The U.S. Department of Agriculture estimates that around 40% of all food in the country is never eaten.
As the U.S. looks to cut the nation’s food waste by 2030, the National Science Foundation is funding $15 million worth of research at multiple universities, including the Rochester Institute of Technology, to figure out how to accomplish that goal.
RIT PhD candidate Diana Rodriguez Alberto is taking solid digestate, a byproduct of recycled food waste, to the furnace and she is about to turn up the heat.
"Now we are closing up the furnace. We have to get it pretty tight in there so we can ensure an inert environment," said Rodriguez Alberto.
Alberto explains the process is called pyrolysis, in which heat is used to replace oxygen with nitrogen to make biochar.
"Biochar is really good for water retention because it is a really porous material like charcoal. It can be used as an absorbent, that can be by applied to crop fields," explained Rodriguez Alberto.
The research is funded by a $1.8 million grant from the National Science Foundation as a part of a nationwide study on how to reduce food waste.
RIT Professor of Sustainability Callie Babbitt is leading the experiments at the university. She says their objective is to study food waste solutions in New York state.
"These are all things that we used to think as waste, whether food waste, cow manure or coffee grinds, but these are things we can actually turn into new resources if we can just figure out how to recover the value they contain," said Babbitt.
For Rodriguez Alberto, this means measuring how well the biochar will serve as an absorbent. She believes this could be crucial for maintaining the health of the Finger Lakes.

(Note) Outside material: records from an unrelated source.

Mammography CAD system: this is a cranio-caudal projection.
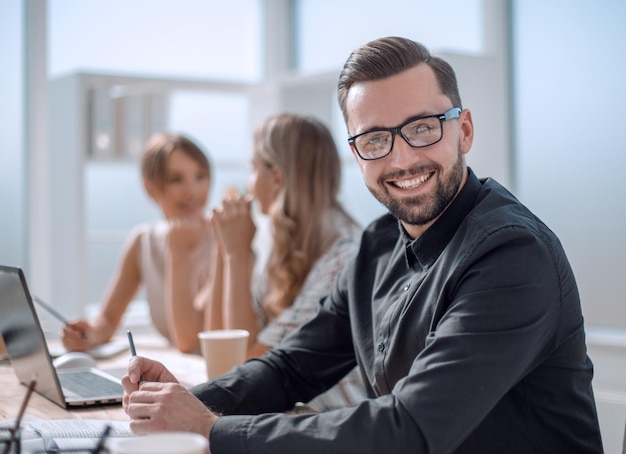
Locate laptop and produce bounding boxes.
[0,265,123,408]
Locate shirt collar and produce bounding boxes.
[398,167,481,270]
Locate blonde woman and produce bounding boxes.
[61,133,217,352]
[212,114,364,411]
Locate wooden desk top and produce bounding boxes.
[0,334,206,421]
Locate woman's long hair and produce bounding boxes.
[254,114,348,318]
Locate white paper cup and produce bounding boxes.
[110,432,209,454]
[198,329,250,379]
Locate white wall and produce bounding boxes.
[0,1,27,266]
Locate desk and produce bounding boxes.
[0,333,206,421]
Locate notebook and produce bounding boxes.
[0,265,123,408]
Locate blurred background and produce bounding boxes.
[0,0,626,452]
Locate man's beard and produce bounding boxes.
[368,150,465,225]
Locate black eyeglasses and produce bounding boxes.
[348,107,461,161]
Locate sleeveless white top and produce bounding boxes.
[135,220,213,340]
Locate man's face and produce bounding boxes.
[346,64,473,238]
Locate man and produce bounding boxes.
[123,38,602,454]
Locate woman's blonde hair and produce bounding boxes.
[141,132,211,190]
[254,114,349,318]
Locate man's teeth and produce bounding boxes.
[393,173,431,189]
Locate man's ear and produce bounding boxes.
[460,109,474,154]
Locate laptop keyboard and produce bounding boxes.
[59,372,123,398]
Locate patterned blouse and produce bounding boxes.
[255,212,367,411]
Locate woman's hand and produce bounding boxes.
[211,194,256,258]
[167,218,209,253]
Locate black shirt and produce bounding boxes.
[193,170,602,454]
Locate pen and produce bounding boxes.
[126,328,143,383]
[126,329,137,356]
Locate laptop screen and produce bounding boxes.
[0,266,65,406]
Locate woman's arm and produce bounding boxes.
[61,233,141,351]
[212,196,267,357]
[164,219,209,353]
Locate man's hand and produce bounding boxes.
[122,356,217,437]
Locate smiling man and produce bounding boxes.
[123,38,602,454]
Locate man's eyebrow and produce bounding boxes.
[354,112,440,135]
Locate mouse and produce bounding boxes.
[52,352,96,369]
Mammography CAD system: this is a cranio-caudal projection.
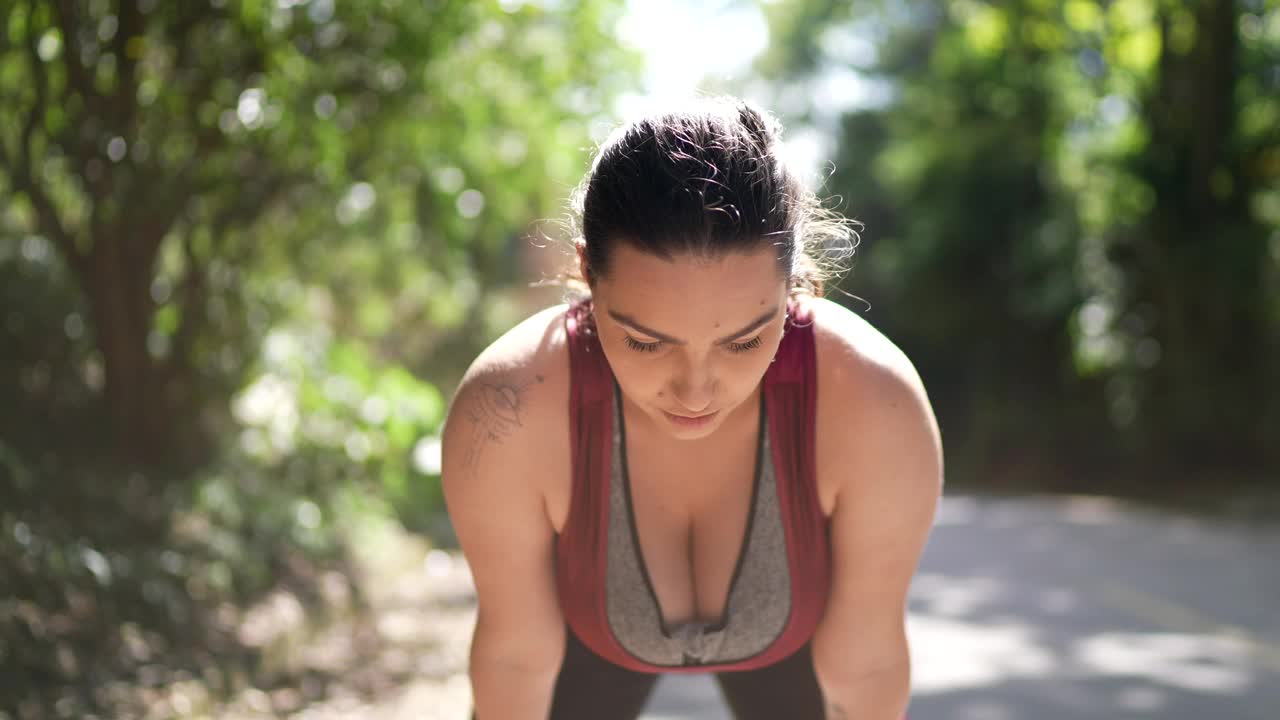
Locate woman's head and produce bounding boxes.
[560,97,858,438]
[573,96,856,295]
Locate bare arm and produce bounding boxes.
[443,369,564,720]
[813,326,942,720]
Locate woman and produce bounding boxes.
[443,99,942,720]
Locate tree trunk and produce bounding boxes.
[86,229,174,466]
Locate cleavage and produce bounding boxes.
[623,397,759,628]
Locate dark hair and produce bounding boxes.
[552,96,861,296]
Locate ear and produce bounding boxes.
[573,240,595,287]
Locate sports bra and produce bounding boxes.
[556,299,831,673]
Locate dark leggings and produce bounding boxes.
[472,628,823,720]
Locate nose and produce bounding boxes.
[671,361,716,415]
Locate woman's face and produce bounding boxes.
[591,242,787,439]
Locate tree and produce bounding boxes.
[0,0,634,464]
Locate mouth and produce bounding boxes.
[663,410,719,427]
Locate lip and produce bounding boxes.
[662,410,719,428]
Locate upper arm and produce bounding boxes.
[813,312,943,679]
[442,361,563,666]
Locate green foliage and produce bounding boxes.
[762,0,1280,481]
[0,0,637,715]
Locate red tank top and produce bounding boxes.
[556,294,831,673]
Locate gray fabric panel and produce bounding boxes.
[605,388,791,666]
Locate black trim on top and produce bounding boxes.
[613,378,762,635]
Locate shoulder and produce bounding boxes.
[805,299,942,509]
[443,305,568,504]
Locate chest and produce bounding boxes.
[547,397,836,626]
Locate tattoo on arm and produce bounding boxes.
[462,375,543,475]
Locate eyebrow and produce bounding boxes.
[609,307,778,345]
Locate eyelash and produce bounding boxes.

"We are using it to absorb phosphate. It can be used to absorb any kind of pollutant. There are a lot of different types of pollutants. We are looking at phosphate just because how it is linked to algae blooms that affect this area so much that we are trying to keep that phosphate in the soil and not letting it go out into the waters," said Rodriguez Alberto.
As someone who previously worked with a waste management company on the Dominican Republic, Rodriguez Alberto saw firsthand the problems that not being able recycle waste presents. This is why she aims to find a better way in the field of sustainability.
"This is a way of managing those resources that were going to be wasted before and making them into valuable products. We have finite resources on this Earth, so we have to find a way to make the most out of them," said Rodriguez Alberto.